Improved Algorithm For Network Intrusion Detection System Based On K-Nearest Neighbor: Survey

IJIRST International Journal for Innovative Research in Science & Technology| Volume 3 | Issue 03 | August 2016
ISSN (online): 2349-6010
Improved Algorithm for Network Intrusion

Detection System based on K-Nearest Neighbour:
Survey
Jyotika Gupta
M. Tech. Student
Department of Computer Science & Engineering
JSS Academy of Technical Education, Noida, India
Krishna Nand Chaturvedi

Assistant Professor
Department of Computer Science & Engineering
JSS Academy of Technical Education, Noida, India
Abstract
From the onset of web arrangement, protection menaces normally recognized as intrusions has come to be extremely vital and
critical subject in web arrangements, data and data system. In order to vanquish these menaces every single period a detection
arrangement was demanded because of drastic development in networks. Because of the development of arrangement, attackers
came to be stronger and every single period compromises the protection of system. Hence a demand of Intrusion Detection
arrangement came to be extremely vital and vital instrument in web security. Detection and prevention of such aggressions
shouted intrusions generally depends on the skill and efficiency of Intrusion Detection Arrangement (IDS).Therefore countless
ensemble mechanism has been counseled by employing countless methodologies, these methodologies have their own benefits
and short comings. In this paper we will focus on different classification techniques.

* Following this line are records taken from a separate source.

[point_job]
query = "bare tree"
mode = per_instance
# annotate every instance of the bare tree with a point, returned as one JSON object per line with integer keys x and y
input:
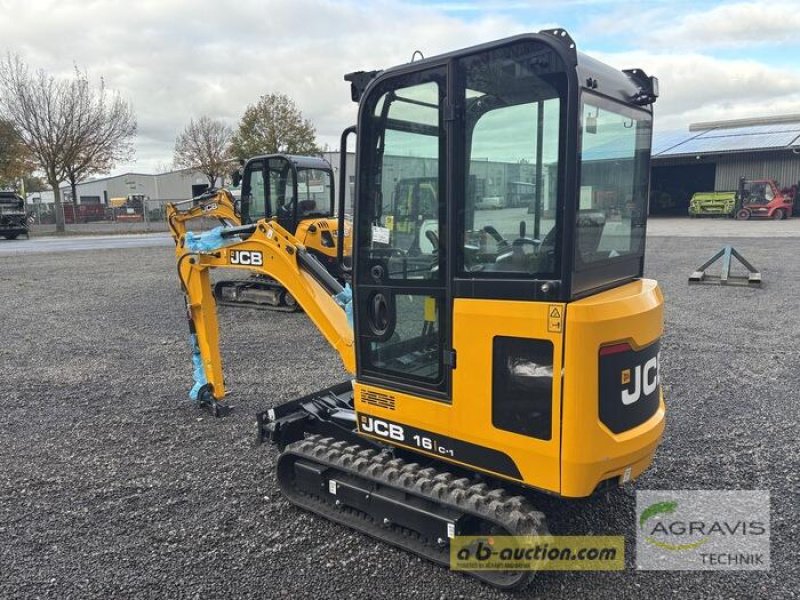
{"x": 274, "y": 124}
{"x": 104, "y": 126}
{"x": 204, "y": 146}
{"x": 63, "y": 123}
{"x": 15, "y": 159}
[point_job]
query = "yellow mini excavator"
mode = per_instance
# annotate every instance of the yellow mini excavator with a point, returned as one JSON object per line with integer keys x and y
{"x": 501, "y": 336}
{"x": 296, "y": 190}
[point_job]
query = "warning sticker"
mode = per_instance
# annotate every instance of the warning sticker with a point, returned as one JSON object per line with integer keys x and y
{"x": 555, "y": 318}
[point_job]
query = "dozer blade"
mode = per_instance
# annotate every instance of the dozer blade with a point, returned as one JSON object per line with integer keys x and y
{"x": 256, "y": 292}
{"x": 414, "y": 508}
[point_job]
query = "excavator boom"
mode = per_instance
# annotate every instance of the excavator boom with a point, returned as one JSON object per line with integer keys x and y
{"x": 264, "y": 248}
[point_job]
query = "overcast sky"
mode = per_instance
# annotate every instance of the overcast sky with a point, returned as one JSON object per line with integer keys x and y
{"x": 177, "y": 59}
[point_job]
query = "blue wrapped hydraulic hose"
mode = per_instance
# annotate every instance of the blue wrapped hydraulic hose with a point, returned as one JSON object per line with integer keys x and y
{"x": 345, "y": 300}
{"x": 199, "y": 372}
{"x": 206, "y": 241}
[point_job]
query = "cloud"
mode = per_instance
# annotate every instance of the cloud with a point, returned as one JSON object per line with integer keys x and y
{"x": 177, "y": 60}
{"x": 736, "y": 25}
{"x": 691, "y": 26}
{"x": 695, "y": 87}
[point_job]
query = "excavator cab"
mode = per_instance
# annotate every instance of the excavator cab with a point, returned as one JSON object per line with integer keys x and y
{"x": 289, "y": 188}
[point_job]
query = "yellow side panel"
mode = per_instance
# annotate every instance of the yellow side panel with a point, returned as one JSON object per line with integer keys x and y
{"x": 632, "y": 314}
{"x": 475, "y": 325}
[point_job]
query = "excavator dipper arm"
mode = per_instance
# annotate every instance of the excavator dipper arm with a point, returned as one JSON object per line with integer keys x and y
{"x": 265, "y": 248}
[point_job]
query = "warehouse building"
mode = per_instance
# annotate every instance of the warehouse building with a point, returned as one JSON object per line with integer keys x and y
{"x": 713, "y": 156}
{"x": 162, "y": 187}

Keywords: Intrusion Detection, Anomaly Detection, Misuse Detection, KDD Cup 99, Ensemble Approaches
_______________________________________________________________________________________________________
I.
INTRODUCTION
In the past two decades alongside the quick progress in the Internet established knowledge, new request spans for computer web
have emerged. At the alike period, expansive range progress in the LAN and WAN request spans in company, commercial,
industry, protection and healthcare sectors made us extra reliant on the computer networks. All of these request spans made the
web an appealing target for the mistreatment and a large vulnerability for the community. A fun to do job or a trial to accomplish
deed for a little people came to be a nightmare for the others. In countless cases malicious deeds made this nightmare to come to
be a reality.
In supplement to the hacking, new entities like worms, Trojans and viruses gave extra panic into the net- worked society. As
the present situation is a moderately new phenomenon, web armaments are weak. Though, due to the popularity of the computer
webs, their connectivity and our ever producing dependency on them, realization of the menace can have desecrating
consequences. Safeguarding such a vital groundwork has come to be the priority one scrutiny span for countless researchers.

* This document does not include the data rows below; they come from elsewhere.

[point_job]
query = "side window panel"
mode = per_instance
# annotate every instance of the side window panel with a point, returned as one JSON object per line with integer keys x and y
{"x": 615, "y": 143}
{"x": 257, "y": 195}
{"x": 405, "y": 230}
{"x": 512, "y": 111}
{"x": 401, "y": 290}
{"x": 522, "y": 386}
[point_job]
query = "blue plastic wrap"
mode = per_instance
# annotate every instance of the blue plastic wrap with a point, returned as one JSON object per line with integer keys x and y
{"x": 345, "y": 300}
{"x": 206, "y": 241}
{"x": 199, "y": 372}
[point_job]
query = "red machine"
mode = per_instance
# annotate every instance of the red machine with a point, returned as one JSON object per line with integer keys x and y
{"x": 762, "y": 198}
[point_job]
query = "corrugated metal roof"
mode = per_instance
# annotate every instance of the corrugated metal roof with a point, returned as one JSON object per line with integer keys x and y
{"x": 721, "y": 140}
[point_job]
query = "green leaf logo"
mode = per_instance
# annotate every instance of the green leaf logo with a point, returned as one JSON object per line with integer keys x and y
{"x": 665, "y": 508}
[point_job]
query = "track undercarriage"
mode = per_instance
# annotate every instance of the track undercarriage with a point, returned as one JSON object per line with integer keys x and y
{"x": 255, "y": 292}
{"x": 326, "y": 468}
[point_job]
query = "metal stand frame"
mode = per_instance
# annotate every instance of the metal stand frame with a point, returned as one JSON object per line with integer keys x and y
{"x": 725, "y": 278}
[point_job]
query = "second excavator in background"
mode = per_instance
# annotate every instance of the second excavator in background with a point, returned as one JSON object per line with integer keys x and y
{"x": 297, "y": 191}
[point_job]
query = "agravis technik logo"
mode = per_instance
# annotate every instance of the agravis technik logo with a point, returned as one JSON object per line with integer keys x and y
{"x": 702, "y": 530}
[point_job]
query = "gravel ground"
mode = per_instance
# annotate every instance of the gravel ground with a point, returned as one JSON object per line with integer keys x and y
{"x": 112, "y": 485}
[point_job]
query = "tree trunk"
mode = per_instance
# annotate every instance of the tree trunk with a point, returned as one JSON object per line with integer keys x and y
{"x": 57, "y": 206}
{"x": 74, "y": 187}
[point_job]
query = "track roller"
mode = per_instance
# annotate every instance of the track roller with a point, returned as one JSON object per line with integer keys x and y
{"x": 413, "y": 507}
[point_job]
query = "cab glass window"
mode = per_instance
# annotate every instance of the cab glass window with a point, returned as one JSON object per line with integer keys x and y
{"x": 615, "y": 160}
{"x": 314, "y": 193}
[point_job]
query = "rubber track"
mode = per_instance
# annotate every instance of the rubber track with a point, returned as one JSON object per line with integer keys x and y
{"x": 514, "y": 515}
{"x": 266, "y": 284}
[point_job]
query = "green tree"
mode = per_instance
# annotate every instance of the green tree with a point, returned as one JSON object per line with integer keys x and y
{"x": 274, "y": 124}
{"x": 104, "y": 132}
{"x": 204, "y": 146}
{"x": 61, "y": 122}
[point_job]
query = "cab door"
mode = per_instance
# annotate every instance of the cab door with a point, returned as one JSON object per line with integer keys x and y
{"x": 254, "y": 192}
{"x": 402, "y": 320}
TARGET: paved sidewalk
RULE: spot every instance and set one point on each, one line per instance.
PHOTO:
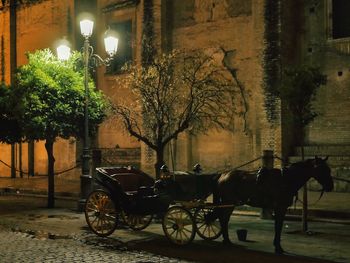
(326, 242)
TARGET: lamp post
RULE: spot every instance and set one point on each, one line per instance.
(90, 59)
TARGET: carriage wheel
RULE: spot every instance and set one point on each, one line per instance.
(178, 225)
(101, 213)
(207, 224)
(136, 222)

Aim of this paper is to study the present trends in Intrusion Detection Arrangements (IDS) and to examine a little present
setback that continue in this scrutiny area. In analogy to a little mature and well stayed scrutiny spans, IDS is a youthful earth of
research. Though, due to its duty critical nature, it has enticed momentous attention towards itself. Density of scrutiny on this
subject is constantly rising and everyday extra researchers are involved in this earth of work. The menace of a new wave of cyber
or web aggressions is not just a probability that ought to be believed, but it is a consented fact that can transpire at each time. The
present trend for the IDS is distant from a reliable protective arrangement, but instead the main believed is to make it probable to
notice novel web attacks.
One of the main concerns is to make sure that in case of an intrusion endeavor, the arrangement is able to notice and to report
it. After the detection is reliable, subsequent pace should be to protect the web (response). In supplementary words, the IDS
arrangement will be upgraded to an Intrusion Detection and Reply Arrangement (IDRS). Though, no portion of the IDS is
presently at a fully reliable level. Even nevertheless researchers are concurrently involved in working on both detection and
answer factions of the system. A main setback in the IDS is the promise for the intrusion detection. This is the reason why in
countless cases IDSs are utilized jointly alongside a human expert. In this method, IDS is truly helping the web protection
captain and it is not reliable plenty to be trusted on its own. The reason is the in- skill of IDS arrangements to notice the new or
modified attack patterns. Even though the latest creation of the detection methods has considerably enhanced the detection rate,
yet there is a long method to go.
There are two main ways for noticing intrusions, signature-based and anomaly-based intrusion detection. In the early way,
attack outlines or the deeds of the intruder is modeled (attack signature is modeled). Here the arrangement will gesture the
intrusion after a match is detected. Though, in the subsequent way normal deeds of the web is modeled. In this way, the
arrangement will rise the alarm after the deeds of the web does not match alongside its normal behavior. There is one more
Intrusion Detection (ID) way that is shouted specification-based intrusion detection. In this way, the normal deeds (expected
All rights reserved by www.ijirst.org
81
Improved Algorithm for Network Intrusion Detection System based on K-Nearest Neighbour: Survey
(IJIRST/ Volume 3 / Issue 03/ 015)
behavior) of the host is enumerated and subsequently modeled. In this way, manage worth for the protection, freedom of
procedure for the host is limited. In this paper, these ways will be briefly debated and compared.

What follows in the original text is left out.